At Dark Horse they believe that fortune favours the bold. Their outstanding achievement is delivering brilliantly good wine at a reasonable price. Leading the charge is winemaker Beth Liston who, viewing winemaking as some sort of treasure hunt, went looking for her own set of vinous gems. Having discovered some of her favourite vineyards in California, Beth focused in on select sites to secure just the right grapes, getting the first pick of fruit from over 400 growers. Dark Horse taste their wines more than 100 times before they see your glass, and have an multi-award-winning portfolio to prove the worth of their innovative approach.
As Francis Ford Coppola might tell you, there should only ever be one God-father, and when it comes to the Zinfandel grape and California, that's Joel Peterson. Established in 1976, Joel's Ravenswood winery was one of the very first to take on the production of big, bold Zinfandel wines from Sonoma County and introduce them to the world. Robust and red are the two terms that define Ravenswood; the pre-prohibition vines are old, low cropping and dry farmed. Ravenswood strive to celebrate these venerable vineyards with their soulful wines, one of the few wineries that has benefited from the philosophical and winemaking skills of one person for more than 40 years, contributing to a consistency of quality and style rarely found in California.

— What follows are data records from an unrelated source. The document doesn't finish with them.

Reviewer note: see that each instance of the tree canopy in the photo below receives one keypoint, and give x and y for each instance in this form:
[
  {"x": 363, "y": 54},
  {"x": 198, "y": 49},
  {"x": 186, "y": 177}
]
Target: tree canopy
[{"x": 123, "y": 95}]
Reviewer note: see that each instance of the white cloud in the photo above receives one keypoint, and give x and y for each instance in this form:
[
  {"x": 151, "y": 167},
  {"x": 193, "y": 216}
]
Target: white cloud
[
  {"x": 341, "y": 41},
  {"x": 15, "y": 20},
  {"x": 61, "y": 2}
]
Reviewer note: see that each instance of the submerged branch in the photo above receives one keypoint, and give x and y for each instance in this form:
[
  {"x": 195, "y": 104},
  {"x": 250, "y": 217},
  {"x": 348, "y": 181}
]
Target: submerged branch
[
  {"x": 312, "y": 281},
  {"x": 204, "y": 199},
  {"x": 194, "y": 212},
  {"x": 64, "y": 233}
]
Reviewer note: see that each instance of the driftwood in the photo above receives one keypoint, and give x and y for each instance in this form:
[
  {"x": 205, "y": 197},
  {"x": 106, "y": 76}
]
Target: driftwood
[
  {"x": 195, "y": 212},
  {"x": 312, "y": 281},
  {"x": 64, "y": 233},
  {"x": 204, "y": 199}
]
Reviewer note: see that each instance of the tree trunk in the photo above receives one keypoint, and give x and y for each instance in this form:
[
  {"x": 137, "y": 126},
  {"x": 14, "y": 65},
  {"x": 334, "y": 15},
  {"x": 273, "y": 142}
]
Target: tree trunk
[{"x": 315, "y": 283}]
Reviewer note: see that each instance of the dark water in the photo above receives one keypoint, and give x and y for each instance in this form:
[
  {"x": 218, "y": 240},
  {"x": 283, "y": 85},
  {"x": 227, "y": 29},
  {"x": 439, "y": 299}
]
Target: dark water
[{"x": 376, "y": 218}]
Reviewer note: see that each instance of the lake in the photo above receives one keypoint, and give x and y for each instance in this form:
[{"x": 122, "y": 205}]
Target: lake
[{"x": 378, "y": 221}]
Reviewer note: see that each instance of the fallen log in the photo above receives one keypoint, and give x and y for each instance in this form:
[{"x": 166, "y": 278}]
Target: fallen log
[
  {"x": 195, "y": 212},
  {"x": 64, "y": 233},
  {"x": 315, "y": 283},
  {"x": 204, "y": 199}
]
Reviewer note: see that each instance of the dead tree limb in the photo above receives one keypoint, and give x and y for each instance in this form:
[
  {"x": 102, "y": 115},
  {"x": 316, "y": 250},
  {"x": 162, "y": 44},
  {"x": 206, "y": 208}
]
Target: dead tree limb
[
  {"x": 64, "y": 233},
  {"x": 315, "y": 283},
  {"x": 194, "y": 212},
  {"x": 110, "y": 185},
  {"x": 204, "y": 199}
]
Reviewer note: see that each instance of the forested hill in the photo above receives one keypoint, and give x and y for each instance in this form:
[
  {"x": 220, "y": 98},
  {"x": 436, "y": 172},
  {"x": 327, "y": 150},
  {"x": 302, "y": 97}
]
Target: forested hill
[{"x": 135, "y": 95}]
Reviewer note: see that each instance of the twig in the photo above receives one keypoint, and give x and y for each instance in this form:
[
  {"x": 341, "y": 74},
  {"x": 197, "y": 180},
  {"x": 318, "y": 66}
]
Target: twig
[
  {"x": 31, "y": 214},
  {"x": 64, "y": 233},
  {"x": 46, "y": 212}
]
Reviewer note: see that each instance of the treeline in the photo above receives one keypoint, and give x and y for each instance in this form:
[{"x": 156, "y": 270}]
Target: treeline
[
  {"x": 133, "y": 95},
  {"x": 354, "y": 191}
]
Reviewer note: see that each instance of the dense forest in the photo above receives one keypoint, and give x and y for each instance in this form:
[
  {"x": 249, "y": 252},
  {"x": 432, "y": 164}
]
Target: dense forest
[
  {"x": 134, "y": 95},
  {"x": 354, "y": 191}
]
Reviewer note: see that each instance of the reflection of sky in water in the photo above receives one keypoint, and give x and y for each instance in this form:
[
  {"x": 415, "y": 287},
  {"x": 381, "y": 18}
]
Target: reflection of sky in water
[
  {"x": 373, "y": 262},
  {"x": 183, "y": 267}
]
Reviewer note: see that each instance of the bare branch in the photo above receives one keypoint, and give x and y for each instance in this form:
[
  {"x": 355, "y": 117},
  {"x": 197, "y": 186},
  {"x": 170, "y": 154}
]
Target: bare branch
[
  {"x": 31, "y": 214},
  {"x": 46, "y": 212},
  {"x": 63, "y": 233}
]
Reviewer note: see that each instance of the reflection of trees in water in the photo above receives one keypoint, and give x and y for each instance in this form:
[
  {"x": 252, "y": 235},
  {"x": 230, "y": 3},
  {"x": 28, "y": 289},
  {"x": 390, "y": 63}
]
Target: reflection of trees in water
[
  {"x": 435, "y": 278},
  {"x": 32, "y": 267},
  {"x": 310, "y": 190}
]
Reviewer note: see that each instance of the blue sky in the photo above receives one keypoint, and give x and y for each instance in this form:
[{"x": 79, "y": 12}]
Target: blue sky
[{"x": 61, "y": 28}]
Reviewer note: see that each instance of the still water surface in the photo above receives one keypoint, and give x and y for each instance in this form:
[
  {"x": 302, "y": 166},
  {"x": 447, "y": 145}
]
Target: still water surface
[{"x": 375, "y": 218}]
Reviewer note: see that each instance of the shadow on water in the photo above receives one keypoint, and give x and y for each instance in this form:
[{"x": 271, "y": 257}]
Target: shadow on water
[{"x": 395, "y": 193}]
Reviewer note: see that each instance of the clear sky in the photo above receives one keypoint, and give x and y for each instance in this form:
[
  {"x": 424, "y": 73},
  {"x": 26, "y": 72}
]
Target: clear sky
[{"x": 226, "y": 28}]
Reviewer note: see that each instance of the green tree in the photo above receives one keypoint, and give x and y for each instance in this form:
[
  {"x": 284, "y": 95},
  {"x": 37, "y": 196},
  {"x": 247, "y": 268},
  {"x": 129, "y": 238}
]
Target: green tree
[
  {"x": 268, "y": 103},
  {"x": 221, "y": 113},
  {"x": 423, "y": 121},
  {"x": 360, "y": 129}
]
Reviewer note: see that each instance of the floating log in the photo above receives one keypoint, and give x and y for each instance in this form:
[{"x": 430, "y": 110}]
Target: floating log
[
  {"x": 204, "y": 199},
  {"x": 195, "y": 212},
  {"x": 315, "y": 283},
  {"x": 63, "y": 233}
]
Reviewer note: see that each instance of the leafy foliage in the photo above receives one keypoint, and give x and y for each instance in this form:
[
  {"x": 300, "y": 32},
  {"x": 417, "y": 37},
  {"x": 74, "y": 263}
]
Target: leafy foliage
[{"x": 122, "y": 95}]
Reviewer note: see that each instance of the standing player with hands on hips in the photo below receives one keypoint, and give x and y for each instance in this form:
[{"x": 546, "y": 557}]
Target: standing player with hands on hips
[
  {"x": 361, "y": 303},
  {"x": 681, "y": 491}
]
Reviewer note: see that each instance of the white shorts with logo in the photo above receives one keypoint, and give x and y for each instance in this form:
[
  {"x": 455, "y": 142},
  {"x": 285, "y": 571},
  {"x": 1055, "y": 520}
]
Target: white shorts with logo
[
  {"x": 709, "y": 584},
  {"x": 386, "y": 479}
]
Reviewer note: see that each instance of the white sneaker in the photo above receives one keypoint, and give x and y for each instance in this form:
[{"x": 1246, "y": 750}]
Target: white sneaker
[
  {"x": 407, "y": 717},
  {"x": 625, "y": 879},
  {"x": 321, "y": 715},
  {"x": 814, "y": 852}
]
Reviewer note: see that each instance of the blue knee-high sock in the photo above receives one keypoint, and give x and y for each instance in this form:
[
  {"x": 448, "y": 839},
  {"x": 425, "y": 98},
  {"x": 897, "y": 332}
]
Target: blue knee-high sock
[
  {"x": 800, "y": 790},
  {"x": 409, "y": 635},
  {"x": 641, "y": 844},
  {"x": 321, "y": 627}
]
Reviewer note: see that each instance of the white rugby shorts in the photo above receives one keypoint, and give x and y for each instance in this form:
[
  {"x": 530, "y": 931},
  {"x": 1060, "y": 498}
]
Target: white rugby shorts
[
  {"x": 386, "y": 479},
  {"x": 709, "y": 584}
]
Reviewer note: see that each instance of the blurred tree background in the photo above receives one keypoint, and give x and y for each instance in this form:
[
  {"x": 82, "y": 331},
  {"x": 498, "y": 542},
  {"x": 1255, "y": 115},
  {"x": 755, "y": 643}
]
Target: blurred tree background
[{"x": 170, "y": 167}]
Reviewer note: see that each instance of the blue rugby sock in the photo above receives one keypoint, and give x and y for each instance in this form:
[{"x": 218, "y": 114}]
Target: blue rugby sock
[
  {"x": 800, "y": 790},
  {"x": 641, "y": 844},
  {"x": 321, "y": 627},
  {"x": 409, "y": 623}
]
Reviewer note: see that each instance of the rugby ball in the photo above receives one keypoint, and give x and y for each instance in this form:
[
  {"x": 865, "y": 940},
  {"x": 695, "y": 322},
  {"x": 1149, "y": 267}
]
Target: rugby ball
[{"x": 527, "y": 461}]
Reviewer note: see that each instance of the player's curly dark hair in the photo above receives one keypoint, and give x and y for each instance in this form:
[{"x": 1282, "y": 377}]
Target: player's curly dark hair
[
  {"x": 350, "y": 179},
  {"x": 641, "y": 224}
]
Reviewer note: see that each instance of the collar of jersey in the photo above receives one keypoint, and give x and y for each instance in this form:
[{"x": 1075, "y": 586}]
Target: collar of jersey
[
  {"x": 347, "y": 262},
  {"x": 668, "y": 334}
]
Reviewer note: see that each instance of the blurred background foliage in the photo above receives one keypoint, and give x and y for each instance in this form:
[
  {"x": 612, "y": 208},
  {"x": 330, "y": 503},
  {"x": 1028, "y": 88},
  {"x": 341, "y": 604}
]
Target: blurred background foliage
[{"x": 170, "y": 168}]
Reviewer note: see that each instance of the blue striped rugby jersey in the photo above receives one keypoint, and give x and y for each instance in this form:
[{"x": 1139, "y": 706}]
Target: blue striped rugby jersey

Dave Phinney pretty much stumbled into the wine business after taking a friend up on an offer and travelling to Florence on a whim. In Italy, of course, he was always going to collide with the joyful marriage of food and wine. Predictably, Dave fell in love, and in his words, 'the die was cast.' He returned to the United States, graduated from university and four days later had moved to the Napa Valley.
Having sent his resume to 50 wineries, he received back just the one reply. It was from Robert Mondavi. Says Dave: 'I showed up to my temporary harvest position interview wearing a suit and tie. They literally laughed at me, gave me a very basic math exam and asked if I could pass a drug test. A few weeks later I was hired.'
As much as he loved his new job, and he did, Dave Phinney decided that if he was going to work this hard, it would eventually have to be for himself. The very next year, he started Orin Swift. His winemaking philosophy is the same as it was at the beginning: find the very best fruit from the very best vineyards, 'farm it right, harvest it right, bring it into the winery and don't screw it up.'
Aptly reflecting his winery's name, Pierre Seillan crafts truly exquisite wines. Lured from Bordeaux to California's Sonoma County by the late Jess Jackson to engage in this joint venture, he has orchestrated the wines of Vérité since 1998, in the process co-opting his daughter Hélène (who has split her time between California and the family's estate in Saint-Émilion) into the role of assistant winemaker. Vérité skilfully blends Bordeaux' legendary traditions with California's fearless New World flair.
Dave Phinney (yes, the same Dave Phinney you just read about in the piece on Orin Swift), well, he gets around. He's obviously capable of multi-tasking, because l'usine is his outfit too, but he also gets around in order to hunt down vineyard locations that allow him to pursue his winemaking goal of achieving complexity through geographic diversity.
L'usine translates as 'the factory', a tip of the hat to Andy Warhol's famous studio. In Dave Phinney's words:
'Wine, like art, is raw. It requires years of hard work. It has a high likelihood to fail. It is subjective at best. It isn’t always pretty. Like art, for every good or great wine that is made there have been thousands of failures.'
Making Pinot Noir is the pursuit that created l'usine.
The resulting three wines are the culmination of a search for the best sites in the vintage. All three are barrel selections of each vineyard that added the most complexity to the final wine, with each barrel tasted completely blind and selected for their sense of place and their intricacy.